I’m using the Apache Commons 1.4.1 library to uncompress “.tar” files.
Problem: I don’t have to extract all files. I have to extract specific files from specific location inside a tar archive. i have to extract only few .xml files where as the size of the TAR file is around 300 MB & it is waste of resource in uncompressing the entire content.
I am stuck up & confused whether i have to do a nested directory compare or is there is any way around?
Note: location of the .XML(required files) is always same.

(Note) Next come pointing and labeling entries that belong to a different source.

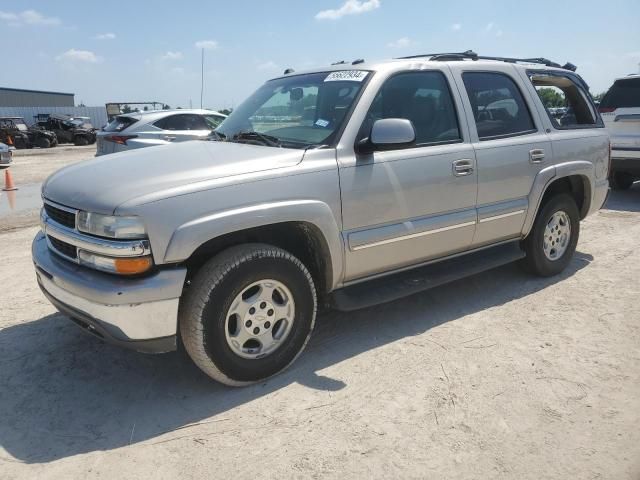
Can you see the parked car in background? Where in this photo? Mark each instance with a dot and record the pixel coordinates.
(6, 156)
(345, 186)
(160, 127)
(15, 132)
(69, 129)
(620, 110)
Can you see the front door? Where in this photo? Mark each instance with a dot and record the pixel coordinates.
(412, 204)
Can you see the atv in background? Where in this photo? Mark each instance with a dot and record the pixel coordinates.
(15, 132)
(68, 129)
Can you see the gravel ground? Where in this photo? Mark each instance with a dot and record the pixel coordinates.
(500, 375)
(34, 165)
(30, 168)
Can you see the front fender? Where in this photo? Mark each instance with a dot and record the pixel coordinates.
(548, 175)
(189, 236)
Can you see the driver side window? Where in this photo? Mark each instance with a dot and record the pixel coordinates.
(425, 99)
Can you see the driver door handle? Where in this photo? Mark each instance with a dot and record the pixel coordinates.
(462, 167)
(536, 155)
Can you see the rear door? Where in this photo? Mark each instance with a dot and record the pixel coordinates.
(183, 126)
(620, 110)
(510, 145)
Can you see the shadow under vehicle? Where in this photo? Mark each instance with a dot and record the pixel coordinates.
(15, 132)
(69, 129)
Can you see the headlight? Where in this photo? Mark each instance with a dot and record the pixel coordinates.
(111, 226)
(120, 265)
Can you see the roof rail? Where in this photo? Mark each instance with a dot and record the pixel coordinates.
(471, 55)
(445, 56)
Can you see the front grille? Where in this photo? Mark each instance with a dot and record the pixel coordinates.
(68, 219)
(63, 247)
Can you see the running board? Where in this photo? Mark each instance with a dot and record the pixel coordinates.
(403, 284)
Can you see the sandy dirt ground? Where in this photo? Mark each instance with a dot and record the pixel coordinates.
(34, 165)
(500, 376)
(30, 168)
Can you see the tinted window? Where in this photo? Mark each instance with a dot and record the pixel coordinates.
(183, 121)
(498, 106)
(118, 124)
(422, 97)
(623, 94)
(565, 102)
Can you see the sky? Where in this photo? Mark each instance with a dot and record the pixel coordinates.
(150, 51)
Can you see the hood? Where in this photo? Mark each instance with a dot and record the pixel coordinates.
(102, 184)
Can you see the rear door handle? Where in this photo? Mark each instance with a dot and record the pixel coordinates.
(536, 155)
(463, 167)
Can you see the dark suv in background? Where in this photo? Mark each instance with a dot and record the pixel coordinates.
(620, 110)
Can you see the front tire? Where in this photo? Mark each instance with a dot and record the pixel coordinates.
(553, 238)
(248, 314)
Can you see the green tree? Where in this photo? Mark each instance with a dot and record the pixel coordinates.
(551, 98)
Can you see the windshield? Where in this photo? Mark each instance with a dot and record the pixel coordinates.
(296, 112)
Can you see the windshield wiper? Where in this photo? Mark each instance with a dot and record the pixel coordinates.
(268, 140)
(217, 135)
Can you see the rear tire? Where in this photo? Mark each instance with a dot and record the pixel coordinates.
(621, 181)
(552, 241)
(42, 142)
(214, 335)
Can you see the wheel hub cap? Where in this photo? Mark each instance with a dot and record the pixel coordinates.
(259, 319)
(557, 234)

The structure of the TAR is:
directory:E:\Root\data
file:E:\Root\datasheet.txt
directory:E:\Root\map
file:E:\Root\mapers.txt
directory:E:\Root\ui
file:E:\Root\ui\capital.txt
file:E:\Root\ui\info.txt
directory:E:\Root\ui\sales
file:E:\Root\ui\sales\Reqest_01.xml
file:E:\Root\ui\sales\Reqest_02.xml
file:E:\Root\ui\sales\Reqest_03.xml
file:E:\Root\ui\sales\Reqest_04.xml
directory:E:\Root\ui\sales\stores
directory:E:\Root\ui\stores
directory:E:\Root\urls
directory:E:\Root\urls\fullfilment
file:E:\Root\urls\fullfilment\Cams_01.xml
file:E:\Root\urls\fullfilment\Cams_02.xml
file:E:\Root\urls\fullfilment\Cams_03.xml
file:E:\Root\urls\fullfilment\Cams_04.xml
directory:E:\Root\urls\fullfilment\profile
directory:E:\Root\urls\fullfilment\registration
file:E:\Root\urls\options.txt
directory:E:\Root\urls\profile
Constraint: i cant use JDK 7 & have to stick with Apache commons library.
My current Solution:
public static void untar(File[] files) throws Exception {
String path = files[0].toString();
File tarPath = new File(path);
TarEntry entry;
TarInputStream inputStream = null;
FileOutputStream outputStream = null;
try {
inputStream = new TarInputStream(new FileInputStream(tarPath));
while (null != (entry = inputStream.getNextEntry())) {
int bytesRead;
System.out.println("tarpath:" + tarPath.getName());
System.out.println("Entry:" + entry.getName());
String pathWithoutName = path.substring(0, path.indexOf(tarPath.getName()));
System.out.println("pathname:" + pathWithoutName);
if (entry.isDirectory()) {
File directory = new File(pathWithoutName + entry.getName());
directory.mkdir();
continue;
}
byte[] buffer = new byte[1024];
outputStream = new FileOutputStream(pathWithoutName + entry.getName());
while ((bytesRead = inputStream.read(buffer, 0, 1024)) > -1) {
outputStream.write(buffer, 0, bytesRead);
}
System.out.println("Extracted " + entry.getName());
}
}
The TAR file format is designed to be written or read as a stream (ie, to/from a tape drive), and does not have a centralized header. So no, there’s no way around reading the entire file to extract individual entries.
If you want random access, you should use the ZIP format, and open using the JDK’s
ZipFile. Assuming that you have enough virtual memory, the file will be memory-mapped, making random access very fast (I haven’t looked to see if it will use a random-access file if unable to memory-map).